Responde Fray Nelson Medina, OP
La Iglesia nos enseña que en el pecado hay dos dimensiones, que se suelen llamar la «culpa» y la «pena.» En términos sencillos, la culpa es el daño o desfiguración que uno causa al propio ser, la propia alma, porque al escoger el mal es como si abrazáramos algo apestoso y venenoso: no es posible elegir el pecado sin quedar impregnados de su hedor y de su fealdad. Esa es la culpa; algo que uno lleva como «adentro.»
La pena en cambio, se refiere al aspecto externo, o sea, a las consecuencias, más o menos visibles, que a corto o largo plazo trae el haber obrado mal.
Un ejemplo sencillo de entender es del alcohólico. Su vicio deja unas consecuencias, por ejemplo, un hígado destrozado. Pero las «penas» que trae el pecado no se limitan a cosas físicas.

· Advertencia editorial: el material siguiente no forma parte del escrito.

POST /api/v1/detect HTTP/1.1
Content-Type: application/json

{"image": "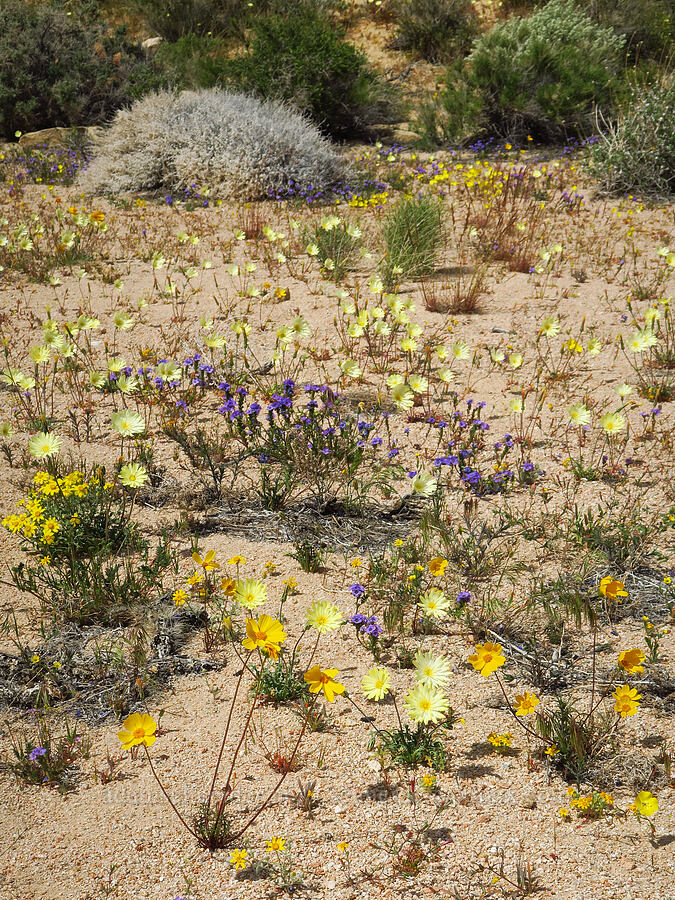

El ser humano es corporal y espiritual a la vez, y la naturaleza del pecado afecta ante todo el alma. Por consiguiente, esos efectos, aunque sean más difíciles de señalar con el dedo, indudablemente repercuten en otras personas, empezando por la propia familia.
Lo que se hereda, entonces, no es la culpa sino la pena, y esto vale ante todo para el pecado original. Nosotros no nacemos con un veredicto de «culpable» pero sí nacemos afectados por consecuencias que vienen de la naturaleza herida por el pecado, la naturaleza que hemos heredado de los antecesores.
Se ve aquí la lógica que tienen las oraciones de sanación intergeneracional: no se trata de reconocerlo poderes prodigiosos al demonio sino de admitir que el pecado trae consecuencias, y esas consecuencias pueden ser de largo alcance.
Cuando la Biblia nos invita a orar por los pecados de nuestros antecesores, entonces, nos está invitando a tomar conciencia de ese efecto destructivo que se extiende desde un pasado que nos ha antecedido. Es una práctica sana, por supuesto, aunque hay que entenderla en su contexto, o sea, no como una acusación de culpa individual sino como una súplica para que Dios nos libre de miserias que otros cometieron pero que nos afectan a nosotros.
A la vez, debe quedar claro que el pecado del que hay que pedir ser liberados, ante todo, es el pecado personal, por dos razones:
1.- Primera: porque es la culpa propia la que finalmente determina el destino eterno de cada cual, y en ese sentido la Biblia nos habla de la responsabilidad personal, por ejemplo, en el profeta Ezequiel, capítulo 18.
2.- Segunda: los dolores o miserias que vengan del pasado no necesariamente son desgracia, porque si son asumidos como parte de una historia que enseña humildad, sabiduría y reconociliación lo que iba a ser destrucción se convierte en mérito. Pensemos en el caso de una persona que viene de una familia repleta de conflictos y que sin embargo se vuelve un instrumento de paz.